Kamasa intends to be a very active partner particularly at late-stage development, as he was at Lionsgate and Redbus before that.
“Of the 50 films I did at Lionsgate, at least 40 we didn’t put any money into the script and the ten where we did it was very late stage, three to six months out from shooting where we think another pass can make the project more commercial. It will be the same model at True Brit. I will be giving filmmakers – hopefully – a consumer-led, commercial view on what will make the most successful movie in consumers’ eyes.
“If the movie works, I’m not going to change a thing but at the end of the day I’m the guy that has to release them, I have to get the bums on seats. I’ve done distribution for such a long time; I absolutely know how to make money out of decent movies.”
Team building
To support True Brit’s plans for six theatrical releases per year with full P&A, Kamasa is also in the process of recruiting a full-time team across marketing, publicity and sales. He hopes to have five or six key hires in place by late spring to be housed in a central London office, with a further two or three joining on the sales side later in the year.

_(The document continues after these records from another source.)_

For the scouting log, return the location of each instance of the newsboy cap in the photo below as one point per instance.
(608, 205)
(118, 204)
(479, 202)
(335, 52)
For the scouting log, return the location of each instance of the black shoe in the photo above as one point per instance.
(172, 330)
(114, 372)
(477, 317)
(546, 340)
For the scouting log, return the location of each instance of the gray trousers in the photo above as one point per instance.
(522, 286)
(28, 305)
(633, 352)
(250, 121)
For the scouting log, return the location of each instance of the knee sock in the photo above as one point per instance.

Home entertainment is still a discussion, in terms of taking on additional overhead to manage in-house or going with a studio partner: “I’ve had a couple of proposals about handling that side for me.”
On the acquisitions side, Kamasa has recruited his former Lionsgate colleague Nick Manzi, who will join True Brit full-time from April 1 as head of acquisitions and is currently attending EFM. “We have been bombarded by projects, so I needed someone,” smiles Kamasa, who will come to Berlin early next week to meet with US agents.
A handful of movies will allow the team to focus more intently on each release. “The problem that I found myself at Lionsgate was having too many movies to release. Sometimes I had three movies in a month and it becomes a conveyor belt.”
Asked about the pressure on performance for such a small slate, Kamasa replies: “Fortunately we have deep pockets and strong investors. Something like The Critic, it’s an acquisition with a bit of money for the movie and bit of money to do some reshoots. But if it does half what The Great Escaper made in the UK, we’ll all make a lot of money. Everything is relative, it’s what you pay for it and what you spend.”
“The bull’s-eye has got smaller,” he admits. “Twenty five years ago, you could miss the bull’s-eye 50% of the time and still do okay thanks to VHS, and then the DVD market, and TV was still buying. Now you have to hit the bull’s-eye more often. That’s why I think it’s very, very difficult for a business to try to do 12-15 movies – it’s incredibly hard finding that many movies, very hard selling them to TV stations and streamers, very hard getting cinema space.
“I do believe five movies is a sweet spot – that’s enough to create a portfolio to offset your risk, and there’s plenty of business there to be more than sustainable for a strong British business.”